Thursday, July 3, 2014

Renaissance Hillbilly



The cabin across the street from us in Ruidoso is a vacation rental, and when the guests include kids close to Elizabeth’s age we beckon them over to play on her swing set.

This week’s visitors were a couple from Midland with a little boy and girl, plus the mom’s parents from a rural area near the Texas-Arkansas border. When the little boy answered Elizabeth’s call, he brought along his granddad.

That’s not him in the picture, but he was definitely a real life specimen of the Duck Dynasty breed. Short, bandy-legged and muscular, he was a lot more presentable than the showbiz hillbillies. He wore pressed jeans, fancy roper boots made of some exotic leather and a crisp camouflage t-shirt and matching baseball cap.

While his grandson and Elizabeth played happily with her sand toys, he regaled me for nearly two hours with a stream of consciousness monologue unlike anything I’d ever heard before. We sat down on a pair of tree stump seats to watch the kids, and he began as if we’d already been talking for an hour.

“Yeah, I told muh wife when we git back home I’m gonna go in to the parts store and git a buncha fan belts and hoses and spark plugs and go to work on muh truck.”

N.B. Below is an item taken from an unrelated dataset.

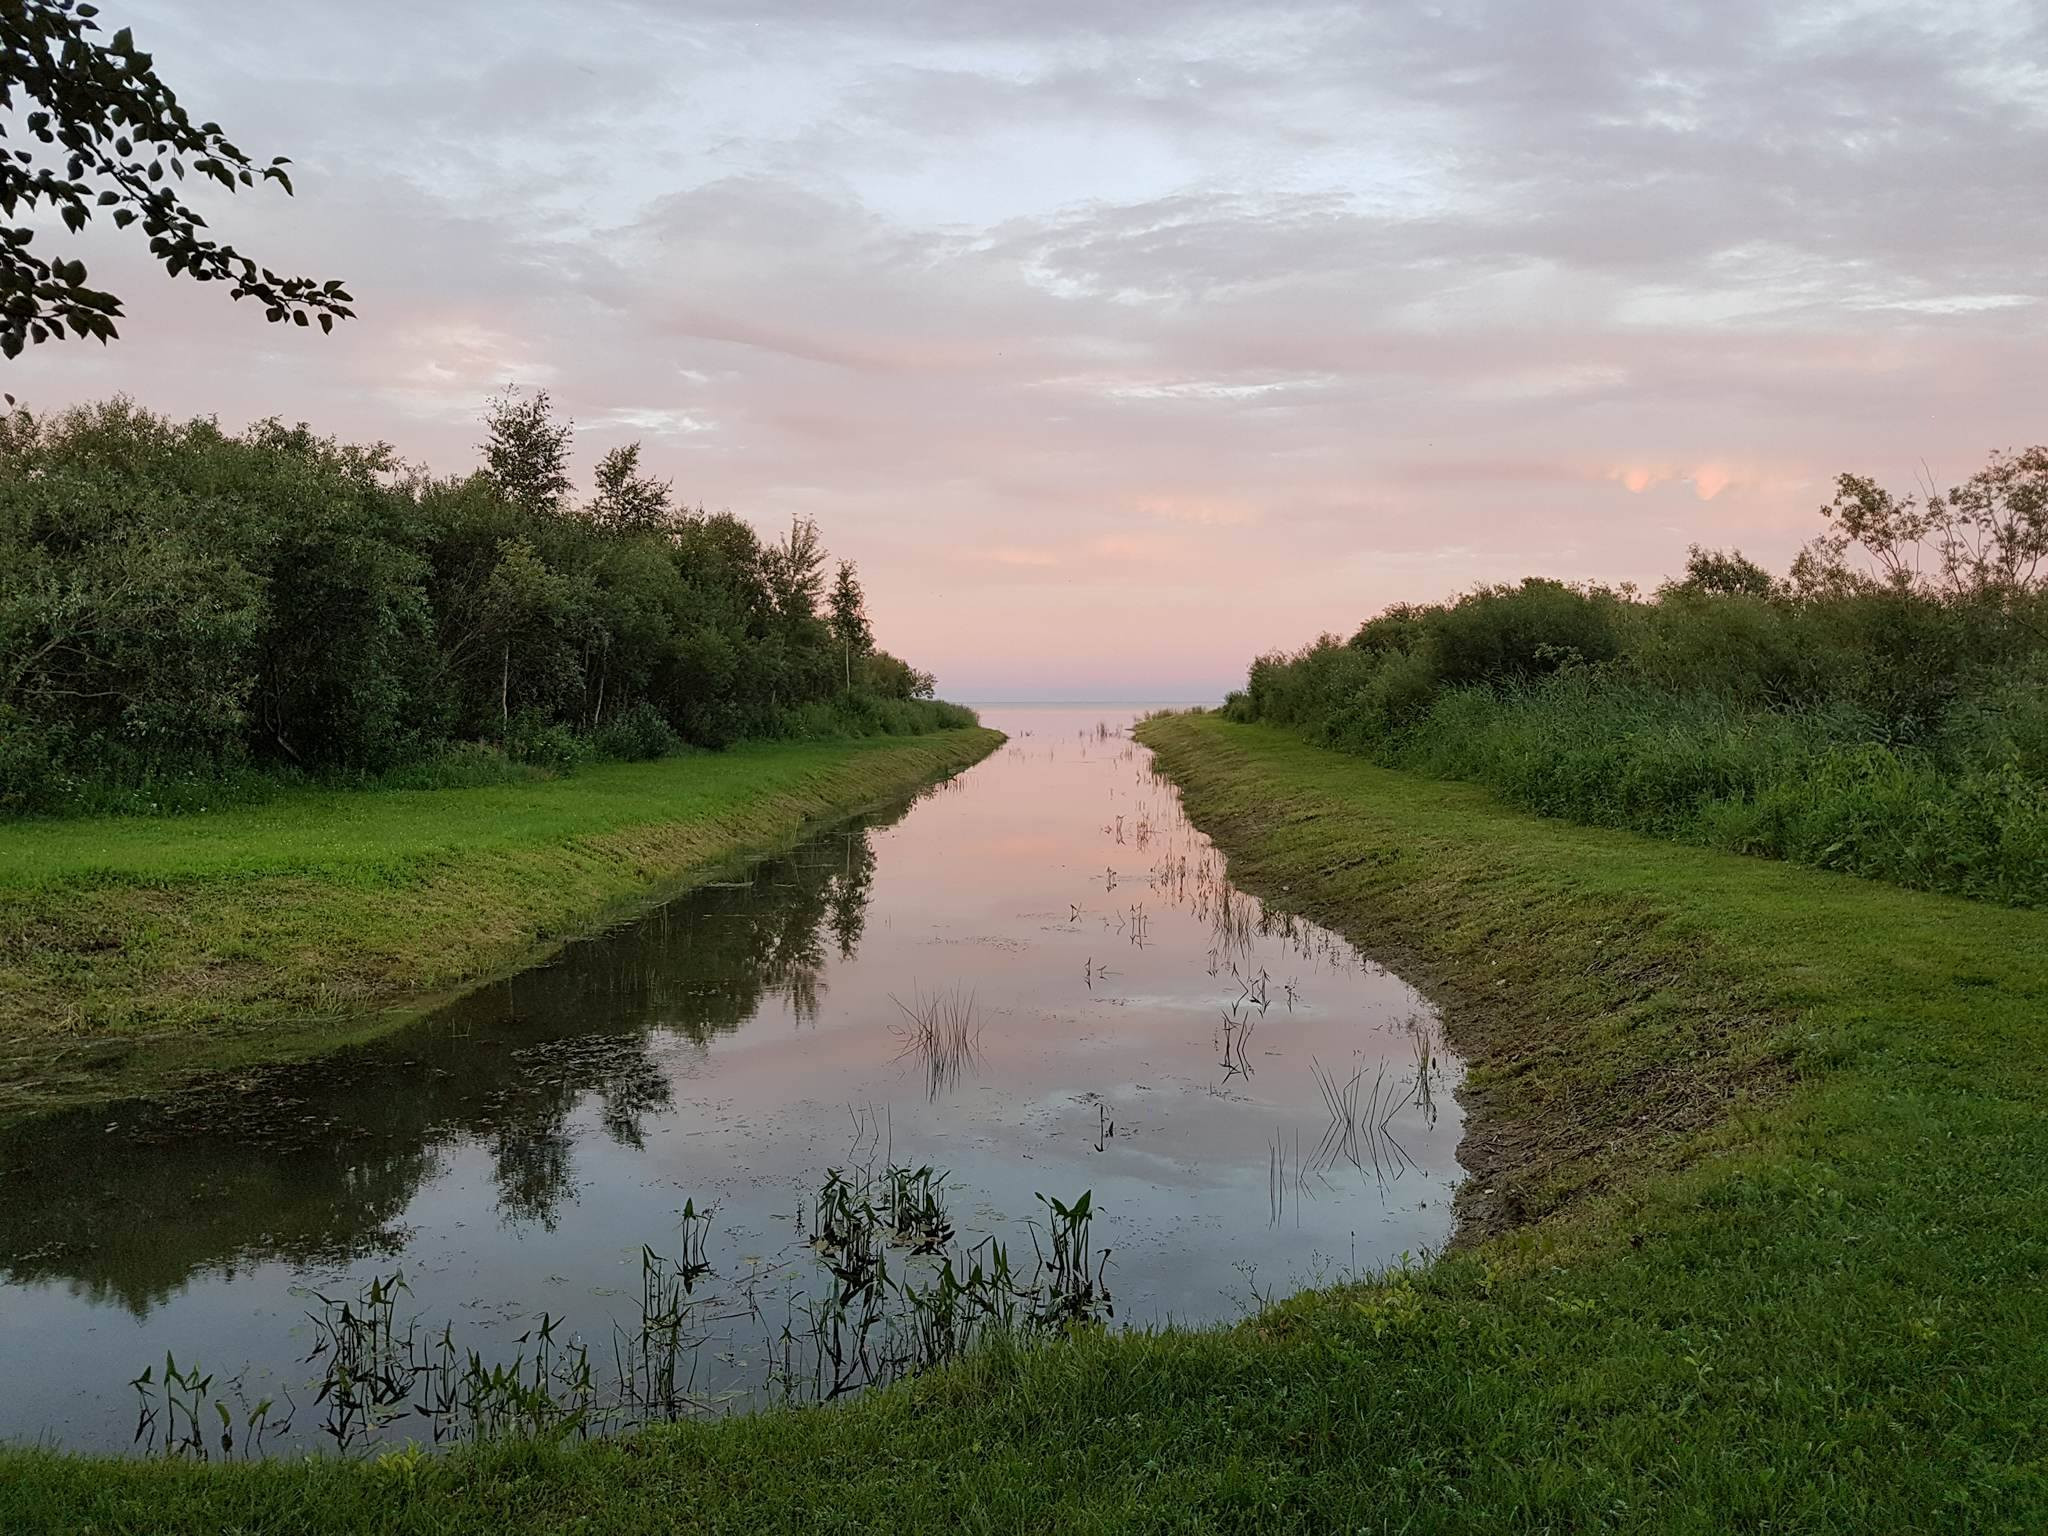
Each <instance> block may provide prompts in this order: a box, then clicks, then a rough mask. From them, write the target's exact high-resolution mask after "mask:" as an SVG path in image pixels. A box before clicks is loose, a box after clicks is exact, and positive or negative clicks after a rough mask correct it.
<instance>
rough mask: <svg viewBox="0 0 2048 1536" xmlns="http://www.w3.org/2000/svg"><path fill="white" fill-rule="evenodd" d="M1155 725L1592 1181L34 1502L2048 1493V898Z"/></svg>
mask: <svg viewBox="0 0 2048 1536" xmlns="http://www.w3.org/2000/svg"><path fill="white" fill-rule="evenodd" d="M1141 735H1143V739H1147V741H1149V743H1151V745H1153V748H1155V750H1157V752H1159V754H1161V766H1163V768H1167V770H1169V772H1171V774H1174V776H1178V778H1180V780H1182V782H1184V786H1186V795H1188V809H1190V813H1192V815H1194V817H1196V821H1198V823H1202V825H1206V827H1208V829H1210V834H1212V836H1214V838H1217V842H1219V846H1223V848H1227V850H1231V852H1233V854H1235V858H1237V862H1235V864H1233V877H1237V879H1243V881H1247V883H1249V885H1251V887H1253V889H1268V891H1270V893H1274V895H1276V897H1278V899H1282V901H1286V899H1294V901H1298V903H1300V905H1303V907H1305V909H1311V911H1319V913H1321V915H1323V922H1331V920H1335V922H1333V926H1341V930H1343V932H1348V934H1350V936H1352V938H1354V940H1358V942H1360V944H1364V946H1366V948H1368V950H1374V952H1380V954H1384V956H1389V958H1399V961H1401V963H1403V967H1413V969H1411V971H1409V975H1411V979H1415V981H1419V983H1423V985H1427V987H1432V989H1434V991H1436V995H1438V997H1442V999H1444V1001H1446V1006H1450V1008H1460V1006H1466V1008H1468V1010H1470V1012H1473V1018H1468V1020H1452V1024H1454V1028H1458V1030H1460V1032H1462V1038H1464V1049H1466V1051H1470V1053H1473V1059H1475V1065H1477V1079H1479V1081H1477V1085H1475V1094H1477V1096H1481V1100H1483V1102H1485V1114H1483V1116H1479V1118H1485V1120H1491V1122H1493V1128H1495V1130H1499V1133H1503V1135H1505V1130H1507V1126H1509V1120H1507V1114H1509V1110H1518V1112H1524V1114H1530V1112H1542V1110H1548V1112H1554V1114H1556V1116H1559V1126H1556V1128H1554V1130H1544V1128H1528V1130H1524V1133H1520V1135H1526V1137H1528V1139H1530V1141H1532V1145H1534V1147H1536V1151H1538V1153H1548V1155H1550V1159H1552V1167H1554V1169H1556V1176H1554V1180H1550V1182H1546V1180H1540V1178H1538V1180H1524V1184H1526V1188H1524V1196H1522V1198H1524V1202H1530V1204H1532V1206H1534V1208H1532V1210H1526V1212H1524V1214H1542V1212H1544V1204H1542V1202H1544V1200H1546V1198H1550V1196H1554V1198H1550V1204H1548V1206H1546V1208H1548V1212H1550V1219H1542V1221H1534V1223H1530V1225H1522V1227H1516V1229H1509V1231H1503V1233H1499V1235H1495V1237H1491V1239H1485V1241H1470V1239H1468V1243H1466V1249H1464V1251H1460V1253H1452V1255H1450V1257H1446V1260H1442V1262H1438V1264H1427V1266H1405V1268H1399V1270H1395V1272H1391V1274H1386V1276H1380V1278H1376V1280H1372V1282H1364V1284H1343V1286H1337V1288H1333V1290H1325V1292H1313V1294H1303V1296H1296V1298H1290V1300H1284V1303H1278V1305H1276V1307H1270V1309H1266V1311H1262V1313H1260V1315H1255V1317H1251V1319H1247V1321H1245V1323H1243V1325H1239V1327H1231V1329H1210V1331H1169V1333H1157V1335H1094V1333H1083V1335H1079V1337H1075V1339H1073V1341H1071V1343H1063V1346H1057V1348H1051V1350H1036V1352H1030V1350H1014V1348H991V1350H983V1352H979V1354H975V1356H971V1358H969V1360H963V1362H961V1364H956V1366H952V1368H946V1370H940V1372H934V1374H930V1376H924V1378H918V1380H913V1382H907V1384H903V1386H899V1389H893V1391H887V1393H879V1395H874V1397H868V1399H862V1401H856V1403H850V1405H846V1407H844V1409H838V1411H829V1413H809V1411H807V1413H764V1415H754V1417H745V1419H731V1421H721V1423H700V1425H678V1427H674V1430H662V1432H647V1434H643V1436H637V1438H633V1440H629V1442H606V1444H590V1446H535V1444H498V1446H483V1448H475V1450H459V1452H453V1454H449V1456H401V1458H391V1460H389V1464H362V1462H344V1460H332V1458H313V1460H295V1462H270V1464H260V1466H195V1464H162V1462H152V1464H137V1462H115V1460H104V1458H72V1456H57V1454H47V1452H0V1526H6V1528H10V1530H12V1528H18V1530H25V1532H41V1530H154V1532H213V1530H221V1528H266V1530H268V1528H276V1530H305V1532H360V1530H389V1532H428V1530H432V1532H498V1530H512V1528H516V1530H532V1532H569V1530H592V1528H598V1530H647V1532H653V1530H670V1528H672V1526H674V1522H676V1520H678V1516H686V1518H688V1520H692V1522H694V1524H698V1526H702V1528H705V1530H797V1528H819V1530H827V1528H829V1530H870V1528H895V1530H958V1528H987V1530H1049V1532H1051V1530H1059V1532H1079V1530H1090V1532H1112V1530H1114V1532H1141V1530H1176V1532H1186V1530H1262V1532H1264V1530H1286V1532H1321V1530H1487V1532H1491V1530H1642V1532H1724V1530H1810V1532H1862V1530H1935V1528H1942V1530H1960V1528H1974V1530H2040V1528H2042V1526H2044V1524H2048V1464H2044V1460H2042V1442H2040V1413H2038V1409H2040V1403H2042V1401H2048V1317H2044V1309H2042V1307H2040V1305H2038V1294H2040V1274H2042V1268H2044V1264H2048V1253H2044V1249H2042V1233H2044V1231H2048V1200H2044V1192H2042V1182H2040V1178H2038V1169H2040V1165H2042V1163H2044V1159H2048V1051H2044V1049H2042V1047H2044V1044H2048V1040H2044V1032H2048V918H2044V915H2042V913H2021V911H2007V909H1995V907H1976V905H1972V903H1964V901H1950V899H1939V897H1925V895H1915V893H1907V891H1896V889H1890V887H1880V885H1872V883H1864V881H1853V879H1843V877H1829V874H1821V872H1817V870H1806V868H1790V866H1782V864H1767V862H1761V860H1743V858H1733V856H1724V854H1708V852H1702V850H1694V848H1681V846H1671V844H1655V842H1649V840H1642V838H1630V836H1622V834H1608V831H1597V829H1583V827H1571V825H1565V823H1556V821H1540V819H1536V817H1528V815H1522V813H1516V811H1507V809H1503V807H1499V805H1495V803H1493V801H1489V799H1487V797H1485V795H1483V793H1479V791H1470V788H1466V786H1458V784H1440V782H1432V780H1417V778H1403V776H1399V774H1389V772H1382V770H1374V768H1370V766H1366V764H1362V762H1358V760H1352V758H1341V756H1335V754H1325V752H1319V750H1313V748H1309V745H1305V743H1300V741H1296V739H1290V737H1286V735H1282V733H1278V731H1272V729H1262V727H1235V725H1225V723H1223V721H1212V719H1165V721H1155V723H1151V725H1147V727H1143V731H1141ZM1683 977H1696V981H1692V983H1690V985H1688V983H1686V981H1683ZM1716 987H1726V991H1716ZM1653 1042H1655V1044H1657V1047H1659V1049H1661V1051H1663V1057H1665V1059H1663V1061H1661V1063H1659V1059H1657V1055H1655V1051H1653ZM1595 1057H1597V1059H1595ZM1692 1063H1698V1065H1692ZM1716 1063H1733V1071H1735V1075H1737V1083H1735V1085H1731V1083H1729V1081H1726V1077H1729V1071H1731V1067H1729V1065H1716ZM1743 1071H1747V1073H1751V1075H1753V1077H1755V1081H1753V1083H1749V1081H1743V1079H1741V1073H1743ZM1638 1073H1647V1075H1645V1077H1642V1079H1645V1081H1647V1083H1653V1085H1655V1083H1659V1081H1665V1085H1667V1087H1665V1092H1667V1096H1669V1098H1671V1102H1673V1104H1675V1106H1677V1108H1673V1114H1675V1116H1677V1114H1679V1112H1681V1106H1683V1102H1686V1100H1688V1098H1702V1100H1710V1102H1712V1104H1714V1106H1716V1108H1714V1110H1712V1112H1700V1118H1698V1122H1696V1124H1694V1128H1690V1130H1673V1133H1667V1135H1659V1137H1640V1139H1634V1141H1630V1139H1628V1128H1626V1126H1614V1128H1616V1130H1618V1133H1620V1135H1622V1139H1620V1145H1618V1147H1616V1149H1614V1151H1606V1149H1604V1143H1599V1145H1595V1143H1597V1133H1599V1128H1602V1122H1599V1120H1593V1122H1587V1120H1585V1118H1583V1116H1581V1114H1579V1106H1575V1104H1573V1102H1571V1098H1569V1092H1567V1087H1565V1083H1571V1085H1577V1087H1583V1090H1585V1092H1587V1094H1591V1096H1595V1098H1597V1102H1599V1104H1606V1106H1610V1114H1612V1104H1614V1102H1616V1100H1618V1098H1626V1092H1628V1090H1626V1085H1628V1079H1630V1077H1632V1075H1638ZM1688 1081H1692V1083H1694V1085H1692V1092H1690V1094H1688V1092H1679V1085H1683V1083H1688ZM1509 1171H1511V1169H1509V1167H1507V1165H1501V1169H1499V1178H1507V1174H1509ZM1104 1221H1106V1223H1108V1225H1110V1227H1114V1212H1104Z"/></svg>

He was a reasonably good looking guy, nearly bald under the cap and with a neatly trimmed gray goatee, but I noticed his lower lip and chin were grotesquely distended. 

I presumed that was why his nasal backwoods twang was sometimes so badly mangled that I couldn’t make out what he was saying. But about ten minutes into his soliloquy he turned discreetly to one side and allowed a brown gobbet of spittle to dribble onto my pine needles. I realized it wasn’t a deformity, it was only a wad of snuff, though maybe a little too much.

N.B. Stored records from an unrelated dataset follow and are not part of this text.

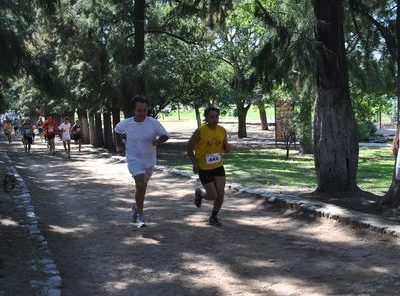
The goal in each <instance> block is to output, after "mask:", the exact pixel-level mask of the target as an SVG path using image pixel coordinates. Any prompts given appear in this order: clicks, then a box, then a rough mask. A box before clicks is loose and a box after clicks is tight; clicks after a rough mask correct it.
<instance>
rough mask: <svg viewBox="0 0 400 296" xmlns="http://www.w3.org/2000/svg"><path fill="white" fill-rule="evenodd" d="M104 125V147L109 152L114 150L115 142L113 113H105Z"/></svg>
mask: <svg viewBox="0 0 400 296" xmlns="http://www.w3.org/2000/svg"><path fill="white" fill-rule="evenodd" d="M103 124H104V147H106V148H107V149H108V150H114V147H115V145H114V141H113V134H112V124H111V113H110V112H109V111H105V112H104V113H103Z"/></svg>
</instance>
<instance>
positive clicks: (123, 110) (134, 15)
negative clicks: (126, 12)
mask: <svg viewBox="0 0 400 296" xmlns="http://www.w3.org/2000/svg"><path fill="white" fill-rule="evenodd" d="M145 2H146V1H145V0H135V1H134V8H133V25H134V30H135V37H134V38H135V39H134V47H133V62H132V64H133V65H134V66H136V67H137V66H138V65H139V64H140V63H141V62H142V61H143V60H144V53H145V47H144V44H145V39H144V37H145V30H144V28H145V27H144V25H145V16H146V5H145V4H146V3H145ZM132 87H133V90H132V93H133V95H144V94H145V79H144V76H143V74H138V75H137V76H136V77H135V80H134V81H133V84H132ZM131 97H132V96H130V97H126V98H125V102H124V104H123V112H124V115H125V117H130V116H132V108H131V106H130V99H131Z"/></svg>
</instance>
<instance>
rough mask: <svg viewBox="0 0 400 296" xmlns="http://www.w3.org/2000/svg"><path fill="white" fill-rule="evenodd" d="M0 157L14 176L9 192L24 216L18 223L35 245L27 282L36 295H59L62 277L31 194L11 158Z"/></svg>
mask: <svg viewBox="0 0 400 296" xmlns="http://www.w3.org/2000/svg"><path fill="white" fill-rule="evenodd" d="M0 157H1V159H2V160H3V161H4V163H5V164H6V168H5V169H6V171H7V172H10V173H12V174H14V176H15V177H16V181H17V182H16V186H15V188H14V189H13V190H12V191H11V192H10V193H9V194H10V196H11V197H12V198H13V200H14V202H15V205H16V207H17V208H18V209H21V210H22V211H23V213H24V216H23V217H21V218H20V221H18V223H20V224H21V225H22V226H24V228H26V230H27V232H28V234H29V236H28V238H29V239H30V240H31V241H32V244H33V245H34V246H35V256H34V257H35V258H32V259H31V260H30V261H29V264H30V266H29V267H27V268H30V270H31V271H33V274H34V276H35V279H32V280H31V281H30V282H29V284H30V287H31V289H32V291H33V292H34V294H33V295H37V296H59V295H61V287H62V278H61V275H60V272H59V271H58V268H57V266H56V264H55V261H54V259H53V256H52V253H51V251H50V249H49V246H48V243H47V239H46V238H45V236H44V235H43V234H42V233H41V231H40V229H39V227H38V223H39V221H38V218H37V216H36V214H35V208H34V206H33V205H32V203H31V194H30V192H29V189H28V187H27V186H26V183H25V181H24V180H23V179H22V177H21V176H20V175H19V174H18V172H17V170H16V169H15V167H14V165H13V163H12V161H11V159H10V158H9V157H8V156H7V155H6V154H5V153H0Z"/></svg>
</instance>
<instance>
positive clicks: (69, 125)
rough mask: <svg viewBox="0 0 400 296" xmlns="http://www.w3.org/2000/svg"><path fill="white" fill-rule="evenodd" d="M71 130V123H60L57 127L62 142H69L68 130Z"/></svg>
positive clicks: (70, 139) (69, 132) (68, 122)
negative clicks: (60, 136)
mask: <svg viewBox="0 0 400 296" xmlns="http://www.w3.org/2000/svg"><path fill="white" fill-rule="evenodd" d="M70 129H71V123H69V122H68V123H65V122H63V123H61V124H60V126H59V127H58V130H60V131H61V138H62V140H63V141H69V140H71V135H70V132H69V130H70Z"/></svg>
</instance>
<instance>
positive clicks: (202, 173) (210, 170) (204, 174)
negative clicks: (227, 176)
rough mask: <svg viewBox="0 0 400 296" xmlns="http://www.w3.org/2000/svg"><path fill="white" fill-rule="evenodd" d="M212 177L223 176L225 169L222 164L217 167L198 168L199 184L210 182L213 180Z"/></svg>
mask: <svg viewBox="0 0 400 296" xmlns="http://www.w3.org/2000/svg"><path fill="white" fill-rule="evenodd" d="M214 177H225V169H224V166H220V167H217V168H216V169H212V170H200V171H199V178H200V181H201V184H203V185H205V184H208V183H211V182H214Z"/></svg>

He told me his old truck back home is important to him because he uses it to haul a trailer containing his spotted mules and a metal carriage that he drives on trail rides. He breeds the mules. The wagon has been in his family for three generations, but he described a number of innovations he’s made to it with his acetylene torch. 

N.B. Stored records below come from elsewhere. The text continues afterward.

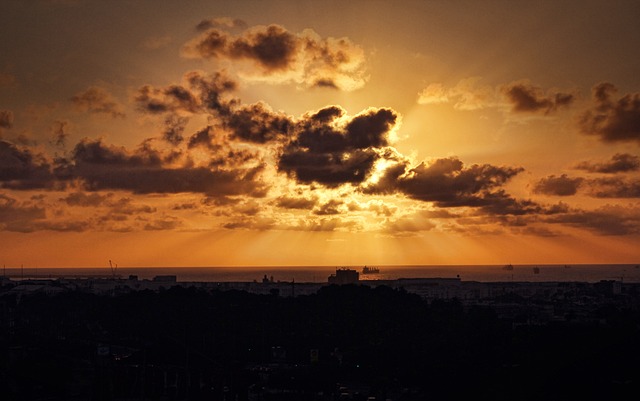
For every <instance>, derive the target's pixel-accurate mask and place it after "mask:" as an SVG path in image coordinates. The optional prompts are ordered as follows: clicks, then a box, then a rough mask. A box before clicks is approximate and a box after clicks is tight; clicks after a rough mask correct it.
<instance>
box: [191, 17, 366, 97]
mask: <svg viewBox="0 0 640 401" xmlns="http://www.w3.org/2000/svg"><path fill="white" fill-rule="evenodd" d="M209 26H213V24H211V23H210V22H203V23H200V24H199V25H198V27H199V28H206V27H209ZM218 26H220V24H218ZM183 54H184V55H185V56H186V57H194V58H205V59H212V58H216V59H229V60H247V61H251V62H253V63H254V64H255V65H256V66H257V67H258V68H259V70H260V72H261V75H262V76H273V75H279V76H280V80H281V81H282V80H285V81H293V82H297V83H300V84H304V85H305V86H308V87H312V86H318V87H330V88H339V89H355V88H356V87H360V86H362V84H363V83H364V78H363V68H362V66H363V63H364V55H363V52H362V50H361V49H360V48H359V47H357V46H355V45H354V44H352V43H351V42H350V41H349V39H346V38H340V39H334V38H327V39H323V38H320V37H319V36H318V35H317V34H316V33H315V32H313V31H311V30H305V31H304V32H302V33H300V34H295V33H292V32H289V31H288V30H286V29H285V28H284V27H282V26H280V25H269V26H257V27H253V28H250V29H247V30H245V31H244V32H243V33H241V34H240V35H232V34H230V33H229V32H226V31H225V30H222V29H219V28H210V29H208V30H207V31H206V32H204V33H203V34H201V35H200V36H199V37H197V38H195V39H193V40H191V41H190V42H189V43H187V44H186V45H185V46H184V48H183ZM283 77H284V78H283ZM247 78H249V77H247Z"/></svg>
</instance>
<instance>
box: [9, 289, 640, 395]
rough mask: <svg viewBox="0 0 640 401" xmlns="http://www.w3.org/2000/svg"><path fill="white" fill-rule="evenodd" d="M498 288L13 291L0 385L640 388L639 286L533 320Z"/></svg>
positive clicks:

He had a picture of it on his cell phone. The seats were covered with a tarp, because he explained they were leather buckets salvaged from an old Dodge Charger.

His parents threw him out of the house at age 13. “I was b-a-a-ad,” he admitted. Later he was an alcoholic, although he said he’s licked that problem and only drinks beer now. He's back living near his parents and they often drink beer and reminisce agreeably about how bad he was when he drank too much.

One time a friend offered him a case of beer if he’d do a favor, and he did it. But the case of beer turned out to be Bud Lime, which he considered undrinkable and saved in a special cooler for when people asked him for a beer.

He cashes in his empties at a recycling center but likes to crush the cans first because they weigh more that way. “Ah’m goin’ on the Internet when I git home to git the specs for a can crusher I saw that ah’m gonna make myself,” he told me. He described how it would work and seemed to know what he was talking about. Except the part about how much the cans weigh afterward.

The little boy’s father came over in bermuda shorts and flipflops. He took a stump on the other side of the swingset. Once he was satisfied his son was doing fine, he quickly retreated to the rental. I felt like I was taking one for somebody else’s team.

The granddad didn’t acknowledge the son-in-law, but went on talking about how he drives a truck for the school district and spends the rest of his time tending to his 440 acres, a small herd of cattle and the kennel where he breeds pit bulls with Rhodesian ridgebacks and some kind of Cajun hunting dog I never heard of.

“People say pit bulls is vicious,” he said, “but ah tell mah dogs to watch them babies, and ah guarantee you if anybody comes near ‘em they’ll tear him up!”

When he’s not using them as babysitters, he takes the dogs out hunting for the feral tusked pigs that breed copiously in the thick brush around his place. He uses a brace of automatic pistols and a sawed-off shotgun because you often don’t see the beasts until it’s too late to raise a long gun.

He’s a pretty good shot at close quarters. One time his wife got him out of his recliner to kill a rabid skunk outside the house. He selected a .22 caliber rifle from his arsenal and tried to shoot the skunk with one hand. He only knocked off its tail and made it madder, so he took proper aim and got it in the head on second try. “Skunk brains flyin’ ever’where,” he said.

He found some lye soap at a gift shop in the village that he says he’ll take home to wash off skunk stink. He gets sprayed fairly regularly when he’s out chasing the razorbacks. The boutique soap he got here was cheaper than he can get it at home, where some farm lady is the only source and takes advantage.

If the pigs aren’t too old and stringy, he and his wife butcher them and put them in the freezer. He hasn’t bought pork in years.

I haven’t told you the half of it. It was a pretty tedious afternoon for someone like me who likes to get a word in edgewise now and then. But if the Apocalypse comes, I’m going to wish this versatile, self-reliant guy lived next door to me and owed me some favors.